If the Cardinals were to deal Herrera, Pages would take over as Contreras' primary caddy. Once Contreras ages out of the primary catcher position and assuming Pages is not proficient enough at the plate for a regular role, either Jimmy Crooks or Leonardo Bernal could be ready for a shot if they continue to play well in the minor leagues.

Trading Herrera would require the Cardinals to have faith in their other backstops, but it could be the most rewarding solution if they are able to involve Herrera in a deal to address a more pressing need, such as a No. 2 starting pitcher.

2. Convert him to a new position

Several players have unlocked more at the plate after stepping out from behind it. Dale Murphy and Mike Sweeney are two catchers who excelled offensively after tossing aside the tools of ignorance early in their careers, and Herrera could be a candidate to move to first base if the Cardinals decide not to re-sign Paul Goldschmidt after 2024.

The likely favorite to become a full-time first baseman for the Cardinals if they move on from Goldschmidt is Alec Burleson, but Herrera could throw a wrench into those plans. If the Cardinals believe that Herrera has the potential to improve his already stellar hitting ability, they could start by platooning Herrera and Burleson at the cold corner in 2025 and using one of them for frequent designated hitter duties as well. 

If the Cardinals wanted to go this route, they could cut their ties with Matt Carpenter once Contreras is healthy and allow Pages to remain as the backup catcher. Herrera's bat is too good for him to languish in Memphis, so when he's not playing designated hitter, a few looks at first base when the Cardinals want to get Goldschmidt off of his feet this season would be ideal.

The Cardinals would probably rather avoid this option unless they believe Herrera's hitting ability outweighs any potential defensive improvements by an incredible margin. Still, it's an intriguing option and one that the Cardinals have the flexibility to attempt.

3. Keep him behind the plate

The Cardinals are a notoriously risk-averse organization, so they may want to continue staying the course and see if Herrera can improve behind the plate before they deal him or abandon his catching prospects.

There is reason for the Cardinals to hold out hope for Herrera's defense.

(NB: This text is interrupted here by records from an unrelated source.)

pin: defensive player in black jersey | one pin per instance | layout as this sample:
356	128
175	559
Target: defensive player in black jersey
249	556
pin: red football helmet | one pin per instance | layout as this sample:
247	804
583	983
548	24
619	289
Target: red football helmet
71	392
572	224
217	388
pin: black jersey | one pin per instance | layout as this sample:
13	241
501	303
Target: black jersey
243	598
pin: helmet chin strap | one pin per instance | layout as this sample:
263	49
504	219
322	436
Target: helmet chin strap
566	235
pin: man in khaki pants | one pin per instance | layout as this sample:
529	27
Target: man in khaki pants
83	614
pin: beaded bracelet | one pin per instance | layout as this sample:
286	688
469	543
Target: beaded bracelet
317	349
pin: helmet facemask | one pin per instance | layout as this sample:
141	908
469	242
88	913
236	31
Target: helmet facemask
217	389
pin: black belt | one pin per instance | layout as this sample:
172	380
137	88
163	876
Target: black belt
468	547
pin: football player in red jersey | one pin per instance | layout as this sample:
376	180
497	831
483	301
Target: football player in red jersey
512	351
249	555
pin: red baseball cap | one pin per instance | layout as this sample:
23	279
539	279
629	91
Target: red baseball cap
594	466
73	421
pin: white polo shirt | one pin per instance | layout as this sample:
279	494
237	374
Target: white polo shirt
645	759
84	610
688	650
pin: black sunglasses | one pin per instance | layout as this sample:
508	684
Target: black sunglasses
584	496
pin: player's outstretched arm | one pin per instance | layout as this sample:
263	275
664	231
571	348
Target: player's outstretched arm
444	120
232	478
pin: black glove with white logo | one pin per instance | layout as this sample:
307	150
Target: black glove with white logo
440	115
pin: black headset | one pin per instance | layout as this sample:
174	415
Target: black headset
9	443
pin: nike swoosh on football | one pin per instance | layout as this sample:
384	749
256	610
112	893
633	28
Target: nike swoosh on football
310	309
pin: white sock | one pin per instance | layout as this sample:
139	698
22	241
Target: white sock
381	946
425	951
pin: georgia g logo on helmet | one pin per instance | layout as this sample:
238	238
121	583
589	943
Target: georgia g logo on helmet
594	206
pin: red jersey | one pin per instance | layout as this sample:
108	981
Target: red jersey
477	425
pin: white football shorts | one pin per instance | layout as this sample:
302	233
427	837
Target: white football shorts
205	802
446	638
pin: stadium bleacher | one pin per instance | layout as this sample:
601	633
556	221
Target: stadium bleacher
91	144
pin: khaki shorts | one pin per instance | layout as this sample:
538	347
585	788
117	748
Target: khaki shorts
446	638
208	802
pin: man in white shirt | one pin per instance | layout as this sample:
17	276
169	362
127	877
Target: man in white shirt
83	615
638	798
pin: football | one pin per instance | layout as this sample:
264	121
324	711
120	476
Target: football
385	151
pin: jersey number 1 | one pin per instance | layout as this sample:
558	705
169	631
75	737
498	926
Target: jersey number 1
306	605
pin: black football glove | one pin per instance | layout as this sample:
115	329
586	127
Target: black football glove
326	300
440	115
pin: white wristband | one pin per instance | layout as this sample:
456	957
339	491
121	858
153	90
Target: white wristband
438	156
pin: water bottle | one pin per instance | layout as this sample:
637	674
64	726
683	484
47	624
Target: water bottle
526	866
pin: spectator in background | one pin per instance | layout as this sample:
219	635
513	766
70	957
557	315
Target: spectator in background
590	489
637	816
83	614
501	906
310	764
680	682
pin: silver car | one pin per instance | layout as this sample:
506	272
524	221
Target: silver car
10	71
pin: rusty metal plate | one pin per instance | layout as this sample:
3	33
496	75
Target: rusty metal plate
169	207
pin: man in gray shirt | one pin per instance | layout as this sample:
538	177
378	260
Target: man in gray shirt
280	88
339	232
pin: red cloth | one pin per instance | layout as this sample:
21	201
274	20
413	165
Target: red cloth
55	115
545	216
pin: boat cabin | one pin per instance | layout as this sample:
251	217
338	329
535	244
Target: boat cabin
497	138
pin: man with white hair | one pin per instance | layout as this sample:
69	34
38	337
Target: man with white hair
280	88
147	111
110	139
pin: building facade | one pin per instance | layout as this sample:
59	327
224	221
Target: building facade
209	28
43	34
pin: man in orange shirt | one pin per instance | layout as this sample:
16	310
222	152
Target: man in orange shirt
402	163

President of Baseball Operations John Mozeliak hired Molina before the season to serve as a special assistant. Although he has yet to appear in St. Louis, Molina could eventually be an incredibly valuable resource to Herrera in honing the finer points of catching.

How much Molina can affect Herrera's ability to nab basestealers isn't as clear, as arm accuracy, pop time and ball transfers look to be more intuitive than easily teachable. But if anyone can teach those skills, it's Molina.

Pages has played exceptionally well defensively, but although he has knocked two home runs to this point, he is still hitting just .132. The Cardinals might not believe that Pages will be able to hit enough to make it even as a long-term backup in the major leagues.

If the Cardinals are committed to keeping Herrera behind the plate, Pages is ticketed to Memphis when Contreras returns. The Cardinals have taken it slowly with Herrera in his developmental years, and they will likely remain careful and deliberate with him if they believe he is still their best long-term answer at catcher.

It appears that Contreras' return is closer than anyone could have imagined after he shattered his arm on that fateful J.D. Martinez swing. With Herrera's playing time dwindling as teams run at will, the Cardinals are about to be faced with a tough decision on the young catcher's career.